Cape Town-based Liquor.co.za, which went live yesterday, forms part of bar and beverage business Cascade Holdings, the brain child of entrepreneurs Adam Chaskalson, Tyrone Lasarow, Shaun Duwe and Allen Jaffe.

Chaskalson and Lasarow previously owned one ofCape Town’s largest mobile bar companies, and have experience on the product-development and logistics side, while Duwe has an in-depth understanding of how SA’s alcohol and entertainment landscape fits together.

Jaffe is part of a team that heads up eComplete, an e-commerce solutions firm that helps local retailers and small businesses build and maintain an online store.

The new liquor portal comes as SA’s e-commerce sales reached a tipping point last year, growing by 66% to total online retail revenue of R30.2 billion, according to research firm World Wide Worx.

Chaskalson believes there is still a gap in the South African e-shopping market for this type of offering, as the food and beveragetrade is still mainly ordering using a frustrating, antiquated, archaic mechanism, which still includes fax.

“Since COVID-19, the world has moved to online platforms when it comes to meetings, shopping and anything that gives people a sense of security in terms of not being in crowds or having to drive somewhere. Liquor, in particular, is something that should be easy to order from the comfort of your home,” he comments.

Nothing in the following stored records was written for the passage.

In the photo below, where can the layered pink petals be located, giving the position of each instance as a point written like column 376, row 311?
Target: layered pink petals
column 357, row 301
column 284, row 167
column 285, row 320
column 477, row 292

The team of entrepreneurs created two separate websites under the Liquor.co.za domain.

“The B2C interface is exciting, but the B2B side perhaps even more so. Our platform will enable businesses to order using a self-service approach with easy-to-use functionality, which in the past hasn’t been available,” Duwe points out.

Food and beverage managers can login to the back-end portal, select their own products and volumes, or re-order their last order.

According to Duwe, Liquor.co.za is not driven by traditional liquor retailers trying to do e-commerce for the first time, nor is it being run by digital specialists who are just making a go at the liquor market with no skin in the game.

“It is a wholly online-only offering for the local liquor market, run by professionals with pedigree in the liquor trade as well as the digital landscape. Essentially, tech is one part of the puzzle, but supply, merchandising and customer support are all crucial too,” says Duwe.

President Cyril Ramaphosa on Sunday announced the lifting of the alcohol ban – a huge relief to industry players, after alcohol sales were banned several weeks ago, as part of the COVID-19 regulations.

In 2019, the alcohol sector accounted for 3.4% (R173 billion) of South Africa's nominal GDP, according to the South African Liquor Brand Owners’ Association.